I drove back to my house, found it silent and empty, went inside, and stripped; dressed in capris and a tee. And stopped. My fingers were tingling, my breath coming short and shallowly. Feeling strange and lost in my freebie house. I had dropped my lease on my mountain apartment. Packed up my stuff. Brought it to New Orleans with me. Not just because I had extended my contract with Leo. No. But because I was sleeping with a guy I really liked and I hoped, deep down, that there was something special between us. I had chosen him over Bruiser because he was human, and because he might put me first, while George Dumas was, now and always, Leo’s creature.

 

Rick, however, was undercover, sent to watch the weres, at the beck and call of the NOPD. And if he had to sleep with a girl or two to keep his cover, he would. He had before. I’d once listened in on pillow talk from a hotel balcony, heard and smelled and imagined the scene in the room beside me.

 

Rick hadn’t bothered to warn me. Much like Leo owned Bruiser, NOPD owned Ricky Bo.
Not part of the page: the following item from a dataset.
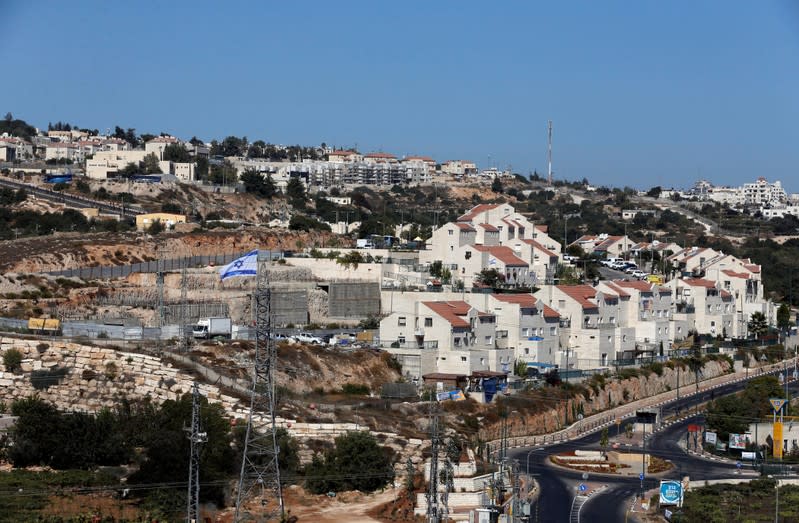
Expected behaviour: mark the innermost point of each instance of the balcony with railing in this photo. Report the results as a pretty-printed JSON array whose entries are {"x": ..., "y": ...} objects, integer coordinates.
[{"x": 396, "y": 344}]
Who had disappeared off the radar, and might now be in trouble with his own people. The cops had a copy of this footage. They would see it eventually and would recognize Rick—who was missing and in trouble.

 

I had to find him. No matter what happened later with us.

 

I went to the kitchen, stakes in my hair, a vamp-killer strapped to my thigh over my capris, and a 9 mil over the tee in a shoulder holster that was starting to chafe at the unaccustomed hours of wear. I set the gun on the table. I always feel better with weapons close at hand.

 

I had brought in the envelope that had been propped on my bike. While water heated for tea, I sniffed the paper, found nothing fresh on the envelope except a faint smell of chemical, like latex or nitrile gloves, and opened it. Inside were more photos and papers. Usually I had to drag clues out of people, and now someone was just itching to give them to me, which made everything they gave me suspect. Evidence handed to me would surely point only in one direction, when there were multiple sides to this investigation.